Data approximation with a curve

Andrey.Borzunov · October 10, 2018, 4:46pm

I have a dataset with 130k points. I want to approximate them with some polynomial p(not more than 11th degree for example), so that later i could call y = p(x) for x \in [-90.,90] to get approximated value. Cubic splines are also suitable.

Or to smooth initial data with “black lined data”, so that later i could find the nearest y value to given x.
newplot%20(1)

With all varieties of packages i failed to find corresponding example.

What is the best solution for such problem?
Thx!

mschauer · October 10, 2018, 5:00pm

Can you say why the curved line and not say a straight line is the right approximation? Does this mean that you have one-sided errors?

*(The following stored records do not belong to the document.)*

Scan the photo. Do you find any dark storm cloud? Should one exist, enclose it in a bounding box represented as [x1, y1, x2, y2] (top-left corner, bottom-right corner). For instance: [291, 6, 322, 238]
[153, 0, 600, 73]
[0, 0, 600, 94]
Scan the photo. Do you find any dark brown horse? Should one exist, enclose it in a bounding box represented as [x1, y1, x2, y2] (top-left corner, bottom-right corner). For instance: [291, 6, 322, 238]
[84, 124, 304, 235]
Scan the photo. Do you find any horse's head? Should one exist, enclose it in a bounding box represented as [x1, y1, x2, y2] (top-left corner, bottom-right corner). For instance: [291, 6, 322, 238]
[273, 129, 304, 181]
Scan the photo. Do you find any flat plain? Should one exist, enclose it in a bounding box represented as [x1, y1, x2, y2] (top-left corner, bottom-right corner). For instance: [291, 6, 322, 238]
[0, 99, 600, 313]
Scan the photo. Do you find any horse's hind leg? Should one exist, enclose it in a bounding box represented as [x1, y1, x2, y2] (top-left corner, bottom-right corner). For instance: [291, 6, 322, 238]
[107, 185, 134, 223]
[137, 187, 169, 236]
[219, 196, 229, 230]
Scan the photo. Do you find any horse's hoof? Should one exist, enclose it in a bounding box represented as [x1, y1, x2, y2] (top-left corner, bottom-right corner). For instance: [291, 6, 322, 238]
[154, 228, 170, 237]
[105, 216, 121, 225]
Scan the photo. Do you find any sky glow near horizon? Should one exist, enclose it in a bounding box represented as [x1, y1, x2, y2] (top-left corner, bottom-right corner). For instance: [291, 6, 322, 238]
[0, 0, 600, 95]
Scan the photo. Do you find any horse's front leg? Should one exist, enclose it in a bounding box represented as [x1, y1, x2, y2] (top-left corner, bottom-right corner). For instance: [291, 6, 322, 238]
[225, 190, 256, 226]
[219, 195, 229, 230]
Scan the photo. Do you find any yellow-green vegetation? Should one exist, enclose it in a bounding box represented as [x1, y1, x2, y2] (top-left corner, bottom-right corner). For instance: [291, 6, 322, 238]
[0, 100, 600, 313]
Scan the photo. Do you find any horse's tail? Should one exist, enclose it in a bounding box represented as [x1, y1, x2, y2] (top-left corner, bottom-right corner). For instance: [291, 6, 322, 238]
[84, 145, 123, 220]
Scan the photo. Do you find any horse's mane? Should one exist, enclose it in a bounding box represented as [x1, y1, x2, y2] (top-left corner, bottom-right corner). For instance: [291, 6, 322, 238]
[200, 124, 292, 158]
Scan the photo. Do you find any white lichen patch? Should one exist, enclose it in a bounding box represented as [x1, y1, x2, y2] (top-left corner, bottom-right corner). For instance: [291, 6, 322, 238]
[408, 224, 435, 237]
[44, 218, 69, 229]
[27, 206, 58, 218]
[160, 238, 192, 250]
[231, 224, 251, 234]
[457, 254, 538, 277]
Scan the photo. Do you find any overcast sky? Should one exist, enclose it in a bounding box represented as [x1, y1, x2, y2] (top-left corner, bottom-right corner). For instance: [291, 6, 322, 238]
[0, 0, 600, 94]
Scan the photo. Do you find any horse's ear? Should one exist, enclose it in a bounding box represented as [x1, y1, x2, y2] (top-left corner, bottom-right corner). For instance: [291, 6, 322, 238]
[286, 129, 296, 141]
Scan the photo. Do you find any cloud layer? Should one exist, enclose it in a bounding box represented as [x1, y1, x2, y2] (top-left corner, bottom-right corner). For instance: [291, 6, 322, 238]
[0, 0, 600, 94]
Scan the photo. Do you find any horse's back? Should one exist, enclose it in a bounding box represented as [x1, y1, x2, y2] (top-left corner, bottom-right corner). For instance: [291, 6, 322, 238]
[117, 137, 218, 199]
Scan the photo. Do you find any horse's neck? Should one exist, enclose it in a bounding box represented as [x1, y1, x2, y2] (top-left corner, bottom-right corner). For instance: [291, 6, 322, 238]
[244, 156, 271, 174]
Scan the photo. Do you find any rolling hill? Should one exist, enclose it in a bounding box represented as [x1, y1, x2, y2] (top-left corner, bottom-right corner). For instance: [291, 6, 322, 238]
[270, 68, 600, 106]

What is the marginal distribution of the data say at x = 50

Andrey.Borzunov · October 10, 2018, 5:20pm

Approximation could not be a linear function due to physical model of this experiment.
And I find difficulty in calculation marginal distribution of this experimental data.

Data set near x = 50 is:

 (50.06190241859059, 0.5529411764705883)
 (50.06271206783095, 0.4411764705882353)
 (50.06287061681003, 0.5901960784313725)
 (50.063813056724726, 0.6254901960784314)
 (50.06462230244647, 0.6274509803921569)
 (50.065513860109654, 0.5392156862745098)
 (50.068873125880664, 0.6039215686274509)
 (50.07026625458975, 0.41568627450980394)
 (50.072331412425726, 0.46078431372549017)
 (50.07273857276312, 0.48235294117647054)
 (50.073249126363805, 0.6274509803921569)
 (50.07550475759751, 0.5098039215686274)
 (50.07586823841464, 0.5784313725490196)
 (50.081933993590376, 0.6235294117647059)
 (50.08232453457886, 0.5901960784313725)
 (50.08241485367218, 0.5686274509803921)
 (50.0895941522953, 0.5176470588235293)
 (50.093424325865975, 0.6215686274509804)
 (50.094941222608945, 0.6294117647058823)
 (50.09657226932971, 0.5980392156862745)
 (50.09698066420261, 0.603921568627451)
 (50.097922793054686, 0.588235294117647)
 (50.09912777308016, 0.6254901960784314)
 (50.10358675193727, 0.615686274509804)
 (50.10474992059791, 0.4235294117647059)
 (50.10542177083563, 0.596078431372549)
 (50.10566150221772, 0.5529411764705883)
 (50.107687002735915, 0.6176470588235294)
 (50.10977525190087, 0.5980392156862745)
 (50.110021374204145, 0.6176470588235294)
 (50.11086899429362, 0.5196078431372548)
 (50.11122246013789, 0.5078431372549019)
 (50.11188542972433, 0.603921568627451)
 (50.11368434011527, 0.40980392156862744)
 (50.11445099225463, 0.6215686274509804)
 (50.117902172346554, 0.5294117647058824)
 (50.11828276154756, 0.607843137254902)
 (50.12026213093516, 0.615686274509804)
 (50.12146711147272, 0.6058823529411765)
 (50.12255959984209, 0.484313725490196)
 (50.123404825843664, 0.5725490196078431)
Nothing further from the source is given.